Nun wird vielleicht jemand fragen, was die Friedensbewegung denn jetzt vorschlägt: Was passiert ist, kann ja nicht rückgängig gemacht werden und keiner will ja sicherlich Saddam Hussein wieder an der Macht sehen: Die Antwort ist ganz einfach und sie entspricht auch dem, was in diesen Tagen der französische Präsident gesagt hat: Die USA und ihre Alliierten müssen so schnell wie möglich das Land verlassen, dem Irak seine Souveränität zurückgeben und demokratische Wahlen unter UN-Kontrolle ermöglichen. Das fordern auch alle irakischen Parteien, auch die Parteien, die sich an der von den USA eingesetzten Übergangsregierung beteiligen. Dies bedeutet aber auch, dass die imperialistische Macht die Hand vom Ölhahn wegziehen muss. Wir wissen alle, dass dies der wahre Kriegsgrund war. Eine friedliche Entwicklung, ein Aufbau des von mehreren Kriegen geschundenen Landes ist aber nur möglich, wenn der Irak selbst über seinen Ölreichtum verfügen kann und all denjenigen auf die Finger gehauen wird, die ihre gierigen Hände danach ausstrecken.

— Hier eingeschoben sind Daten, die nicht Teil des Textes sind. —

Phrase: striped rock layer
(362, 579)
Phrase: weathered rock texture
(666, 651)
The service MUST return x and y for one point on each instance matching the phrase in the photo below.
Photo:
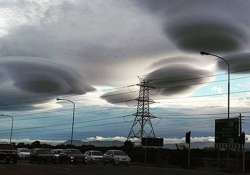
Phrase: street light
(228, 79)
(73, 119)
(12, 121)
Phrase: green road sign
(227, 130)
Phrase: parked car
(116, 157)
(41, 155)
(74, 155)
(23, 153)
(58, 155)
(8, 153)
(93, 156)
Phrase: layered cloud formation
(34, 81)
(111, 42)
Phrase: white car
(23, 153)
(93, 156)
(116, 157)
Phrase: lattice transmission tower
(142, 125)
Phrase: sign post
(188, 141)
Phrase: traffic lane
(50, 169)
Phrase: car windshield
(24, 150)
(43, 151)
(74, 151)
(96, 153)
(119, 153)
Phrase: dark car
(116, 157)
(8, 153)
(93, 156)
(41, 155)
(74, 156)
(58, 155)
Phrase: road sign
(148, 141)
(227, 130)
(188, 135)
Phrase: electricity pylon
(142, 125)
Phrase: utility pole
(142, 125)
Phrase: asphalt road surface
(50, 169)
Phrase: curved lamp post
(228, 78)
(73, 117)
(12, 121)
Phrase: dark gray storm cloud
(239, 63)
(177, 78)
(127, 97)
(215, 26)
(24, 83)
(209, 35)
(169, 76)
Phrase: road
(50, 169)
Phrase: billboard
(149, 141)
(227, 130)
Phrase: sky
(91, 52)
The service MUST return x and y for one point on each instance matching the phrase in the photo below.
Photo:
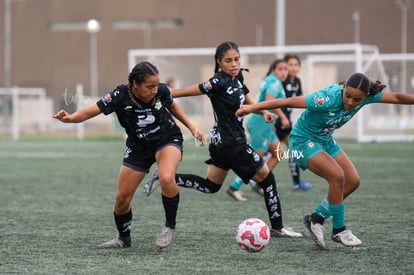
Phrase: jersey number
(144, 120)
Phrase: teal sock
(323, 209)
(338, 215)
(237, 183)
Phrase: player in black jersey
(144, 109)
(228, 146)
(292, 87)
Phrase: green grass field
(56, 204)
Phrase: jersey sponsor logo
(229, 90)
(207, 85)
(127, 152)
(158, 105)
(106, 99)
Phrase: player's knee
(213, 187)
(122, 202)
(166, 178)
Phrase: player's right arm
(78, 116)
(189, 91)
(292, 102)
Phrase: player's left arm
(268, 116)
(178, 113)
(188, 91)
(279, 113)
(397, 98)
(78, 116)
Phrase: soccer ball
(253, 235)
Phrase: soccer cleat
(117, 243)
(301, 186)
(346, 238)
(284, 232)
(316, 230)
(151, 184)
(259, 190)
(235, 194)
(164, 239)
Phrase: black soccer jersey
(144, 124)
(291, 90)
(226, 96)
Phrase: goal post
(24, 110)
(321, 65)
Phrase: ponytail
(360, 81)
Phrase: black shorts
(282, 133)
(141, 158)
(240, 158)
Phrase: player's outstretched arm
(178, 112)
(397, 98)
(78, 116)
(189, 91)
(292, 102)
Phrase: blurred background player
(262, 135)
(292, 87)
(144, 108)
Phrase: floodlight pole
(7, 54)
(404, 4)
(280, 24)
(93, 27)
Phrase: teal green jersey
(325, 113)
(270, 85)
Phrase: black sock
(272, 201)
(123, 224)
(337, 230)
(196, 182)
(294, 171)
(170, 208)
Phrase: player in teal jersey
(312, 145)
(263, 138)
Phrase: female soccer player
(228, 148)
(144, 109)
(262, 136)
(317, 150)
(292, 87)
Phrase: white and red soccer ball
(253, 235)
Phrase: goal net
(321, 65)
(24, 111)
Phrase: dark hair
(141, 71)
(288, 57)
(220, 51)
(361, 81)
(274, 64)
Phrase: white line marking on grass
(46, 155)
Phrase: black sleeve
(109, 102)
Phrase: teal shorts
(302, 150)
(261, 136)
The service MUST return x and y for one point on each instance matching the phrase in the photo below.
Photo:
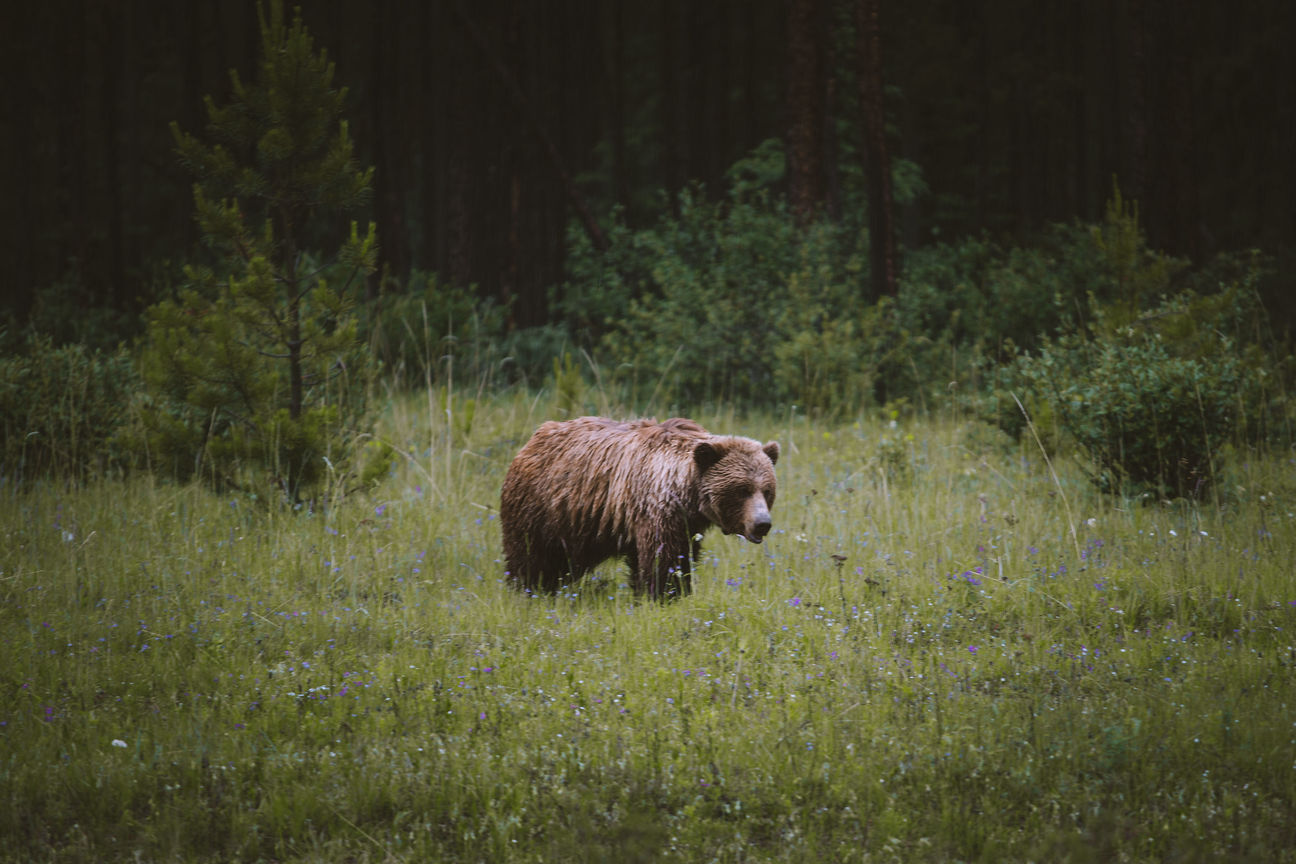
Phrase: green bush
(727, 301)
(1151, 403)
(60, 409)
(255, 375)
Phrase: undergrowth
(942, 652)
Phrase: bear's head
(736, 483)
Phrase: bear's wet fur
(592, 488)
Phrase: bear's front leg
(662, 565)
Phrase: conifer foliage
(254, 371)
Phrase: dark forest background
(491, 125)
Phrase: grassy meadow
(948, 649)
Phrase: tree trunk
(522, 104)
(805, 109)
(881, 235)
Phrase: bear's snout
(758, 522)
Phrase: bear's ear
(706, 454)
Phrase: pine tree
(257, 364)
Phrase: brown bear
(590, 488)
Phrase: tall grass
(923, 662)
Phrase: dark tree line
(493, 125)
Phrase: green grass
(940, 654)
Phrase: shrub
(255, 372)
(727, 301)
(60, 409)
(1151, 403)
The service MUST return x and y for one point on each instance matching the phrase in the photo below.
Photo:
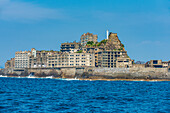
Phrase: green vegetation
(102, 42)
(80, 51)
(123, 45)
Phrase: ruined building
(113, 54)
(88, 37)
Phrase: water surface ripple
(51, 95)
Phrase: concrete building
(112, 59)
(69, 46)
(9, 65)
(112, 54)
(38, 59)
(88, 37)
(155, 63)
(56, 59)
(22, 59)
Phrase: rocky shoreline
(89, 79)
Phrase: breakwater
(97, 73)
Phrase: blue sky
(142, 25)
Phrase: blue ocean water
(51, 95)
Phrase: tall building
(37, 59)
(22, 59)
(113, 54)
(88, 37)
(69, 46)
(57, 59)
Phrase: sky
(143, 26)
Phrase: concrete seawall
(100, 73)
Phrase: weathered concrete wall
(103, 72)
(133, 72)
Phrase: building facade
(38, 59)
(88, 37)
(22, 59)
(70, 60)
(68, 47)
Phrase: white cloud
(25, 11)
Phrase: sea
(36, 95)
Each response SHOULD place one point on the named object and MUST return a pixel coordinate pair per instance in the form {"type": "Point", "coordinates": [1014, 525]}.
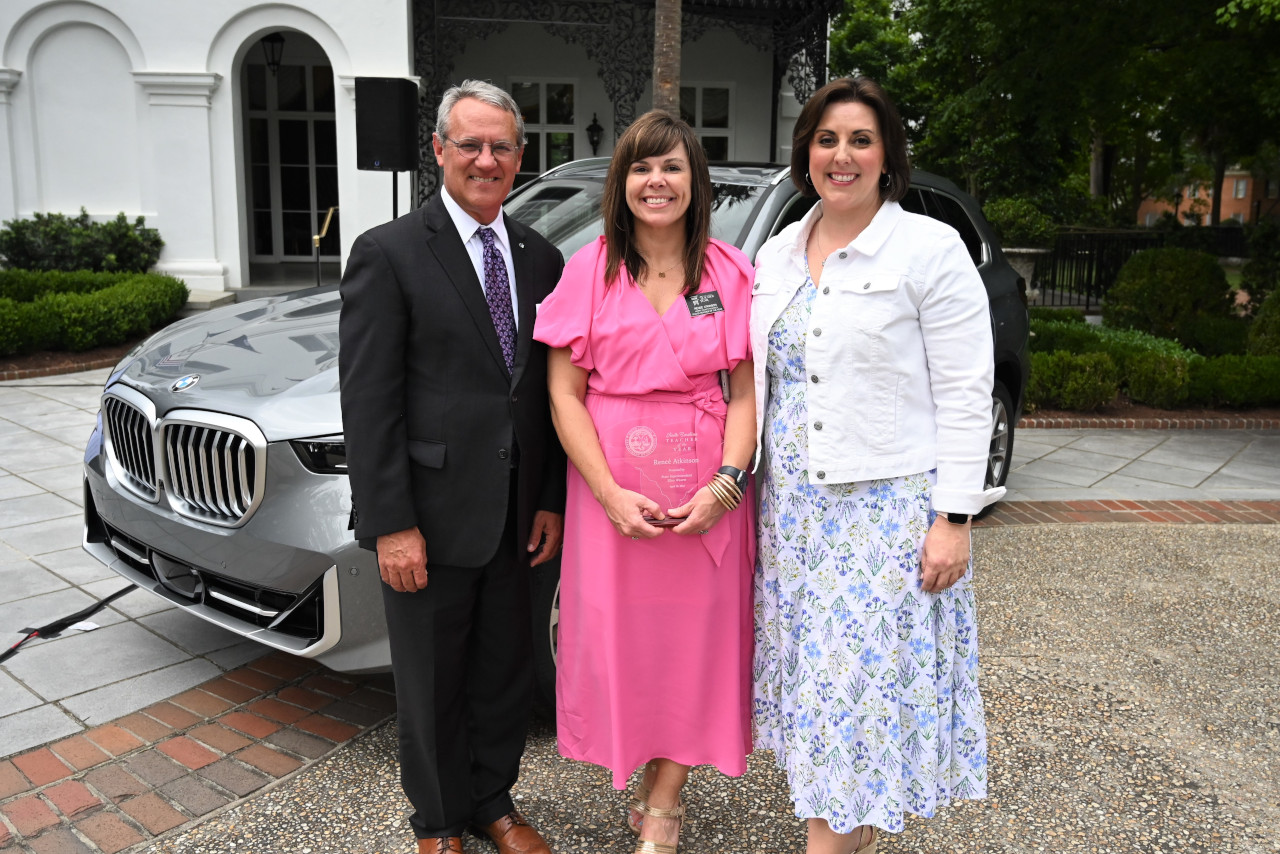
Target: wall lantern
{"type": "Point", "coordinates": [593, 133]}
{"type": "Point", "coordinates": [273, 48]}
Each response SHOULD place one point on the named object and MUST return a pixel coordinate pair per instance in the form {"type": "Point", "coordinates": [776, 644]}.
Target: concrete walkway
{"type": "Point", "coordinates": [1144, 465]}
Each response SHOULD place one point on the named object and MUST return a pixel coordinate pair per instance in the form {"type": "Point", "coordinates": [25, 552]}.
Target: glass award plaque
{"type": "Point", "coordinates": [657, 459]}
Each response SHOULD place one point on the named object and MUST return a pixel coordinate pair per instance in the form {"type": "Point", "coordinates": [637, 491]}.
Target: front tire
{"type": "Point", "coordinates": [545, 603]}
{"type": "Point", "coordinates": [1001, 448]}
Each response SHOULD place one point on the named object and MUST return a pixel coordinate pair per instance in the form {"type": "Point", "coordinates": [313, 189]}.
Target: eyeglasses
{"type": "Point", "coordinates": [471, 149]}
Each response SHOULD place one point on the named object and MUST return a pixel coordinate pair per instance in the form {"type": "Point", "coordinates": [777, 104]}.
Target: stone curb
{"type": "Point", "coordinates": [32, 373]}
{"type": "Point", "coordinates": [127, 782]}
{"type": "Point", "coordinates": [1176, 423]}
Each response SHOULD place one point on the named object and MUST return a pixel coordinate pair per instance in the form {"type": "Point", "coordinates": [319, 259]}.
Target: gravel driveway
{"type": "Point", "coordinates": [1133, 700]}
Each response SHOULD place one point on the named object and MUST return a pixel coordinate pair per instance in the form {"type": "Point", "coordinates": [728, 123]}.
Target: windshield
{"type": "Point", "coordinates": [567, 210]}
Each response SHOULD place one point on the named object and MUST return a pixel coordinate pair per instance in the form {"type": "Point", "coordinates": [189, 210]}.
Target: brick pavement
{"type": "Point", "coordinates": [129, 781]}
{"type": "Point", "coordinates": [1176, 512]}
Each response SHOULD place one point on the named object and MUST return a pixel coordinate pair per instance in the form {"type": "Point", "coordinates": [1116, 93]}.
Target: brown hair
{"type": "Point", "coordinates": [656, 133]}
{"type": "Point", "coordinates": [867, 91]}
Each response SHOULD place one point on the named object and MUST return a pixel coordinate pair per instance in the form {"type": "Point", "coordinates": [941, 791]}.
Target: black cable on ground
{"type": "Point", "coordinates": [56, 626]}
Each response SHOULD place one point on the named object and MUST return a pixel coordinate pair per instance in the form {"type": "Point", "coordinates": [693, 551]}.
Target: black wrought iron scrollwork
{"type": "Point", "coordinates": [618, 39]}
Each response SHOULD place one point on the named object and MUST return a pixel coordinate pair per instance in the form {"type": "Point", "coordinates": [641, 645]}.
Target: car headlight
{"type": "Point", "coordinates": [323, 456]}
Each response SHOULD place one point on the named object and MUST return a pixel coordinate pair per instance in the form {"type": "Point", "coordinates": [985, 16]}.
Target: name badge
{"type": "Point", "coordinates": [700, 304]}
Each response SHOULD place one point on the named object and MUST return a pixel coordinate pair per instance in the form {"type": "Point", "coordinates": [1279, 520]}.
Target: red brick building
{"type": "Point", "coordinates": [1246, 199]}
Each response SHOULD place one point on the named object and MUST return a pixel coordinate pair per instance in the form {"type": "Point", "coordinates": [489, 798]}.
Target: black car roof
{"type": "Point", "coordinates": [755, 174]}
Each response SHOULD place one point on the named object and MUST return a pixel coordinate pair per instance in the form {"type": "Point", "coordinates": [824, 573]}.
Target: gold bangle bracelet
{"type": "Point", "coordinates": [730, 484]}
{"type": "Point", "coordinates": [722, 496]}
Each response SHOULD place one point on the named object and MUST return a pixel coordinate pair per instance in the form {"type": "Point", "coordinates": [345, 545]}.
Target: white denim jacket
{"type": "Point", "coordinates": [897, 350]}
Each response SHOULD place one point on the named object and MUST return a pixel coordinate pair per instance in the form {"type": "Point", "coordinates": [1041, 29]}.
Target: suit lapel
{"type": "Point", "coordinates": [525, 297]}
{"type": "Point", "coordinates": [446, 242]}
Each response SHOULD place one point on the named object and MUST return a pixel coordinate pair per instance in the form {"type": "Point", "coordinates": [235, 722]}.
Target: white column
{"type": "Point", "coordinates": [8, 168]}
{"type": "Point", "coordinates": [179, 183]}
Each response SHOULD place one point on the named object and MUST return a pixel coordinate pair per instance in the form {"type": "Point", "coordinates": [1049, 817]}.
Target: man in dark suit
{"type": "Point", "coordinates": [455, 467]}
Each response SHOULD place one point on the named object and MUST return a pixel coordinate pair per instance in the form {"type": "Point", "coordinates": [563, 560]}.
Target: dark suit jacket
{"type": "Point", "coordinates": [430, 415]}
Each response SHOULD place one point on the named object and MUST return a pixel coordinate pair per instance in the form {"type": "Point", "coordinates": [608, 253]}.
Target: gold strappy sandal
{"type": "Point", "coordinates": [639, 802]}
{"type": "Point", "coordinates": [648, 845]}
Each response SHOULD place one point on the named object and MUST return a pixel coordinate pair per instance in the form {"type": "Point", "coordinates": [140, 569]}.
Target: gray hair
{"type": "Point", "coordinates": [485, 94]}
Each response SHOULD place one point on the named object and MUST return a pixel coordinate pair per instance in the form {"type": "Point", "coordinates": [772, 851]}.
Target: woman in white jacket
{"type": "Point", "coordinates": [873, 378]}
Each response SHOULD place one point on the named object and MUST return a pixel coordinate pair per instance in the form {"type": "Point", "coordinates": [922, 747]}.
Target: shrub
{"type": "Point", "coordinates": [1061, 315]}
{"type": "Point", "coordinates": [60, 316]}
{"type": "Point", "coordinates": [1261, 275]}
{"type": "Point", "coordinates": [24, 286]}
{"type": "Point", "coordinates": [1168, 292]}
{"type": "Point", "coordinates": [1159, 379]}
{"type": "Point", "coordinates": [26, 327]}
{"type": "Point", "coordinates": [1265, 329]}
{"type": "Point", "coordinates": [60, 242]}
{"type": "Point", "coordinates": [1235, 380]}
{"type": "Point", "coordinates": [1019, 223]}
{"type": "Point", "coordinates": [1072, 382]}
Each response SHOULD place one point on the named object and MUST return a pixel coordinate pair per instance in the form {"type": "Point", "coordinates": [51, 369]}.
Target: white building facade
{"type": "Point", "coordinates": [170, 110]}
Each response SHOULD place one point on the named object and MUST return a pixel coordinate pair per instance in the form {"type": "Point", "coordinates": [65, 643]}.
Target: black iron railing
{"type": "Point", "coordinates": [1083, 264]}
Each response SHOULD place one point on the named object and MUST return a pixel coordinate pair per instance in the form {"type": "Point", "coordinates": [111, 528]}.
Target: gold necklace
{"type": "Point", "coordinates": [662, 274]}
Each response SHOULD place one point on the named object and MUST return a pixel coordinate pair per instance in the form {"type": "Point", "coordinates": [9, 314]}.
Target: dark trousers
{"type": "Point", "coordinates": [462, 660]}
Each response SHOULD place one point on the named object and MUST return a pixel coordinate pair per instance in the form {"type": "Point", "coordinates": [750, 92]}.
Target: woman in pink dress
{"type": "Point", "coordinates": [654, 663]}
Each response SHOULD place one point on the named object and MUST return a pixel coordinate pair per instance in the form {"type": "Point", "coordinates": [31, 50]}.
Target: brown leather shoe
{"type": "Point", "coordinates": [513, 835]}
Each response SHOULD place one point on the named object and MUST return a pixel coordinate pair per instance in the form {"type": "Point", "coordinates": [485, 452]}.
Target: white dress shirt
{"type": "Point", "coordinates": [469, 231]}
{"type": "Point", "coordinates": [897, 350]}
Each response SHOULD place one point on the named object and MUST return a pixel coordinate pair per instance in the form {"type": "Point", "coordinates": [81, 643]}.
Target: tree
{"type": "Point", "coordinates": [666, 55]}
{"type": "Point", "coordinates": [1087, 114]}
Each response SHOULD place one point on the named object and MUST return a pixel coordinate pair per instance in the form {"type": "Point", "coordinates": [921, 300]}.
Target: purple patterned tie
{"type": "Point", "coordinates": [497, 291]}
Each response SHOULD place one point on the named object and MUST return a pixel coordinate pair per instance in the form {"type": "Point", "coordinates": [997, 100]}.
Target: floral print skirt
{"type": "Point", "coordinates": [865, 686]}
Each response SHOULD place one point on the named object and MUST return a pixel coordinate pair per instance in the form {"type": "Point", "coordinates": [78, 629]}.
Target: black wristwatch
{"type": "Point", "coordinates": [736, 474]}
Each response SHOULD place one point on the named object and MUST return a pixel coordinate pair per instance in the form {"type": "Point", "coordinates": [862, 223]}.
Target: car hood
{"type": "Point", "coordinates": [273, 361]}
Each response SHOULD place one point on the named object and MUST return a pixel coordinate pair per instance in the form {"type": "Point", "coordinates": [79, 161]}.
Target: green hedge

Deshalb demonstrieren wir für eine Welt ohne Kriege, für eine Welt mit einer gerechten Wirtschaftordnung ohne das Recht einzelner Länder, Naturschätze anderer einfach anzueignen, für eine Welt, in der nicht internationale Konzerne mit ihren Profitinteressen, sondern die Völker und ihr Recht auf Selbstbestimmung und Wahl ihres eignen Entwicklungsweges bestimmend sind.

Das gilt nicht nur für den Irak, sondern auch für Palästina. Auch dort gilt: wer wie der israelische Ministerpräsident Sharon dem Gaza-Streifen das Recht auf einen eigenen Flughafen, ja sogar das Recht auf einen Mittelmeerhafen, streitig machen will, wer die Nahrungsmitteltransporte des UN-Hilfswekes UNRWA im Gaza-Streifen behindert, wie jetzt wieder bekannt wurde, wer palästinensisch bewohnte Gebiete mit aggressiver Siedlungspolitik verunsichert und die fruchtbaren Böden allein der israelischen Besatzungsmacht vorbehalten will, wird nur Ursachen für neuen Krieg setzen.

Eine friedliche Entwicklung der Welt kann nur eine demokratische Entwicklung sein. Eine friedliche Welt, die wir anstreben, muss aber auch auf sozialem Ausgleich, das heißt auf Angleichung der Lebenschancen und Lebenslagen der Menschen angelegt sein. Solange man jedoch die Marktgesetze in einer globalisierten Wirtschaft ungehindert wirken lässt, wird es immer wieder Verteilungskämpfe und Kriege um die Reichtümer geben. Unser Kampf um eine Friedensordnung in dieser Welt ist deshalb untrennbar mit unserem Kampf um eine gerechte Weltwirtschaftordnung verbunden.